The present Nebraska state flag with the reproduction of the state seal on a blue background was not officially adopted by the Nebraska Legislature until 1925. In that year Representative J. Lloyd McMaster of Lancaster County introduced a bill into the Nebraska House of Representatives. It was passed, 92 to 4, and referred to the Senate. That body’s judiciary committee reported out the bill with an amendment providing for a new state seal designed by Bertram G. Goodhue, architect of the Nebraska State Capitol building. The amendment was rejected, and the original proposition adopted unanimously by the upper house.

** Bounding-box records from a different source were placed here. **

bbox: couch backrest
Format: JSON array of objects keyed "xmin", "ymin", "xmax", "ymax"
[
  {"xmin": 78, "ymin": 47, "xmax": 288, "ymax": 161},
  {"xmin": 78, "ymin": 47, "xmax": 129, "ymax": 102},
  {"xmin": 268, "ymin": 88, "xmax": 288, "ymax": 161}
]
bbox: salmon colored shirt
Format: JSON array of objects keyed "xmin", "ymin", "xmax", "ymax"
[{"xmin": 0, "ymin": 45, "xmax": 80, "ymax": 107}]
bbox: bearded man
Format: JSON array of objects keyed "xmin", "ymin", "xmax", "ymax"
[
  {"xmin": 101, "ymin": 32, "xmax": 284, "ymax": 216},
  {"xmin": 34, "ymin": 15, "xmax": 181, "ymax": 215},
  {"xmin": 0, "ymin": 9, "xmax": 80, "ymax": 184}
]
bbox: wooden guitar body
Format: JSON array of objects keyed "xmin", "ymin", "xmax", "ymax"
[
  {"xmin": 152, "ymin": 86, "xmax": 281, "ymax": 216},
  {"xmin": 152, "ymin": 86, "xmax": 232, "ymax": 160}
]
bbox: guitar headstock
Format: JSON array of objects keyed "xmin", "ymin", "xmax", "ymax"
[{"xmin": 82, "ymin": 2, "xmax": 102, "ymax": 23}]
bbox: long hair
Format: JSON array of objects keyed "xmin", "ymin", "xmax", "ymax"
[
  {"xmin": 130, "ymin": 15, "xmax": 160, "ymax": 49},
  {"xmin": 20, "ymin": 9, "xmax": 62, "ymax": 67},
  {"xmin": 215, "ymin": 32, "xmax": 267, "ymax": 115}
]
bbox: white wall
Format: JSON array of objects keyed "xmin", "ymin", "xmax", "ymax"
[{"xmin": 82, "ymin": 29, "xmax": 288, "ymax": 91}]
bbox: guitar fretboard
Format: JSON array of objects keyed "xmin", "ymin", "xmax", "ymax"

On April 2, 1925, Governor Adam McMullen approved the bill and Nebraska was provided with a state banner, described officially: “There is hereby designated a banner for the State of Nebraska which shall consist of a reproduction of the great seal of the state, charged on the center in gold and silver on a field of national blue.” The bill also provided that the state banner shall never be used as a business advertisement or trademark and established penalties for insult to the banner or violation of the provisions of the bill. The 1925 law resulted from the efforts of many organizations and individuals.



The seal, which is the banner’s sole insignia, was provided for by Nebraska’s first constitution, adopted in 1866. The seal itself was adopted by the legislature of 1867 and approved by Governor David Butler. Embodied in the seal: a steamboat ascending the Missouri River; the mechanic arts represented by a smith with hammer and anvil; agriculture represented by a settler’s cabin, sheaves of wheat and stalks of growing corn; and a train of railroad cars heading toward the Rocky Mountains. At the top of the circle is Nebraska’s motto: “Equality Before the Law.”



Some confusion exists over the use of unofficial state banners prior to 1925. For example, the 1915 Nebraska Blue Book described a state flag with the state seal imposed on a field of yellow. National Geographic magazine reprinted this description in its special flags issue of October 1917, lending credence to the idea of a yellow state flag. The official state flag with the seal on a blue background was first displayed January 1, 1926, at a New Year’s celebration at the Nebraska State Capitol.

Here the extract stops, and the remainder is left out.